/gatk4-exome-analysis-pipeline-flat

Primary LanguageWDLBSD 3-Clause "New" or "Revised" LicenseBSD-3-Clause

gatk4-exome-analysis-pipeline

Flattened structs (nested json input format) to make it compatible with Terra.

Purpose :

This WDL pipeline implements data pre-processing and initial variant calling according to the GATK Best Practices for germline SNP and Indel discovery in human exome sequencing data.

Requirements/expectations :

  • Human exome sequencing data in unmapped BAM (uBAM) format
  • One or more read groups, one per uBAM file, all belonging to a single sample (SM)
  • Input uBAM files must additionally comply with the following requirements:
    • filenames all have the same suffix (we use ".unmapped.bam")
    • files must pass validation by ValidateSamFile
    • reads are provided in query-sorted order
    • all reads must have an RG tag
  • GVCF output names must end in ".g.vcf.gz"
  • Reference genome must be Hg38 with ALT contigs
  • Unique exome calling, target, and bait .interval_list obtained from sequencing provider. Generally the calling, target, and bait files will not be the same.

Output :

  • Cram, cram index, and cram md5
  • GVCF and its gvcf index
  • BQSR Report
  • Several Summary Metrics

Software version notes :

  • GATK 4 or later
  • Cromwell version support
    • Successfully tested on v44
    • Does not work on versions < v23 due to output syntax

Important Note :

  • Runtime parameters are optimized for Broad's Google Cloud Platform implementation.
  • For help running workflows on the Google Cloud Platform or locally please view the following tutorial (How to) Execute Workflows from the gatk-workflows Git Organization.
  • The following material is provided by the GATK Team.
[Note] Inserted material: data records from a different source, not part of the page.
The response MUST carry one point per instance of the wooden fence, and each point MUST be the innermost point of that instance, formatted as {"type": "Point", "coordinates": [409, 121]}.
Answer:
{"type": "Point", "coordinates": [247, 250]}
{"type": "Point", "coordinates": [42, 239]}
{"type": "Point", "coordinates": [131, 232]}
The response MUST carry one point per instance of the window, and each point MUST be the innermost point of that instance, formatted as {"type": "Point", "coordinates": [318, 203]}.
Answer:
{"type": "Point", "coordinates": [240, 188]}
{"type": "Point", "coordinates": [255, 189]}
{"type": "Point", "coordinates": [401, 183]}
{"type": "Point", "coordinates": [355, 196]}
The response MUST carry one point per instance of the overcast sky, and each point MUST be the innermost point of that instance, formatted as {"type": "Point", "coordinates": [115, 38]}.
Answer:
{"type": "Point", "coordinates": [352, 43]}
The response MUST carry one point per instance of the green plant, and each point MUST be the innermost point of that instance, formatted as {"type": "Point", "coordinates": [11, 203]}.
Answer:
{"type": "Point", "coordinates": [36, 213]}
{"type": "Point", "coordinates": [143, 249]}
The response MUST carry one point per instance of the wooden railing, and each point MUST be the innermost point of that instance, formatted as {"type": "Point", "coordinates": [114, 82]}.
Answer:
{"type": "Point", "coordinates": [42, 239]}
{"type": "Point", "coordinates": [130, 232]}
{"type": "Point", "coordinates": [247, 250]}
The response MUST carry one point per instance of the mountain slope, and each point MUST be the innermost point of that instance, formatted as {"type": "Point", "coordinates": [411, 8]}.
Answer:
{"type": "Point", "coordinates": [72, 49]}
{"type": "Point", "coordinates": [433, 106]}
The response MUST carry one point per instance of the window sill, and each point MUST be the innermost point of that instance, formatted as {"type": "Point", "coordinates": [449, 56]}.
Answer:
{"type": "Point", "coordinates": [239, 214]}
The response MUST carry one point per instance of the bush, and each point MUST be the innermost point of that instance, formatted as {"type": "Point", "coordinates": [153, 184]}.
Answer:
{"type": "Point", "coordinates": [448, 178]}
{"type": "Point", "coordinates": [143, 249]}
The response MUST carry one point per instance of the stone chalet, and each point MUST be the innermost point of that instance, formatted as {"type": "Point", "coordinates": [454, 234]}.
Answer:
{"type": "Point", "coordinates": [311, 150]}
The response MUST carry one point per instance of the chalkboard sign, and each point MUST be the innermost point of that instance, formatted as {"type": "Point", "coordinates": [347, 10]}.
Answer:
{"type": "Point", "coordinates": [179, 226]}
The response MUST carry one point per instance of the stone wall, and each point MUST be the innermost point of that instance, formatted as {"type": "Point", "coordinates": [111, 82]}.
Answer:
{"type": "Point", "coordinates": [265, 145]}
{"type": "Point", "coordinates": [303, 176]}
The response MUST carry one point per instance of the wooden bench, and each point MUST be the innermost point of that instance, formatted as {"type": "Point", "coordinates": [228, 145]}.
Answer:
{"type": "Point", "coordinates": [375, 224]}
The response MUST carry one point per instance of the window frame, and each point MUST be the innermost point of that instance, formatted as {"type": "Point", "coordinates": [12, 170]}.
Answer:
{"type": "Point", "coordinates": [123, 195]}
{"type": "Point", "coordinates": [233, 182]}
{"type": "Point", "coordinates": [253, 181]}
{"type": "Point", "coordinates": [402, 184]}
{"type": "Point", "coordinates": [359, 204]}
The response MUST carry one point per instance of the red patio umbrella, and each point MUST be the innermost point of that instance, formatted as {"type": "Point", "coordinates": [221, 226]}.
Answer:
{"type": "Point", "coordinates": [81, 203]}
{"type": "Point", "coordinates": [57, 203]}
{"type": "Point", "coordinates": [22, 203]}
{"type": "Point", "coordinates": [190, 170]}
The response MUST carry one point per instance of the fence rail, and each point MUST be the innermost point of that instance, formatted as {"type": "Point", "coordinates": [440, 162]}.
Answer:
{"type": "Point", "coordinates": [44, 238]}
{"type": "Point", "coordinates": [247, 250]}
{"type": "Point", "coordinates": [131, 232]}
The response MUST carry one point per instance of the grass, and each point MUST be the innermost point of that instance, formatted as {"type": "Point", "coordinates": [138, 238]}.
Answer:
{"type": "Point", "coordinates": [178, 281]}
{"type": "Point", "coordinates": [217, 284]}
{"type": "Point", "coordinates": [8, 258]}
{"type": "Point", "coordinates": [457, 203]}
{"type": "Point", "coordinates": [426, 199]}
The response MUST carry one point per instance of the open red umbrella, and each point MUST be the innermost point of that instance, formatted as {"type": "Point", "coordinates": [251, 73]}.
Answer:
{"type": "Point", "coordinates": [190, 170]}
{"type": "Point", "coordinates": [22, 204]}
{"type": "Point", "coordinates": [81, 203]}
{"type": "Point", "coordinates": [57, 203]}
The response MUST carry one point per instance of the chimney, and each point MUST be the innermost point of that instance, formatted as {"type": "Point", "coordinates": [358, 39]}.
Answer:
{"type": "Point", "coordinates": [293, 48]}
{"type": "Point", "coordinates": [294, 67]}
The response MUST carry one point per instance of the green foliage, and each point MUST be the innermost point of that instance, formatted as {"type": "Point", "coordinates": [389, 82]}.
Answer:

Please post any questions or concerns to one of our forum sites : GATK , Terra , WDL/Cromwell.
  • Please visit the User Guide site for further documentation on our workflows and tools.

LICENSING :

Copyright Broad Institute, 2019 | BSD-3

This script is released under the WDL open source code license (BSD-3) (full license text at https://github.com/openwdl/wdl/blob/master/LICENSE). Note however that the programs it calls may be subject to different licenses. Users are responsible for checking that they are authorized to run all programs before running this script.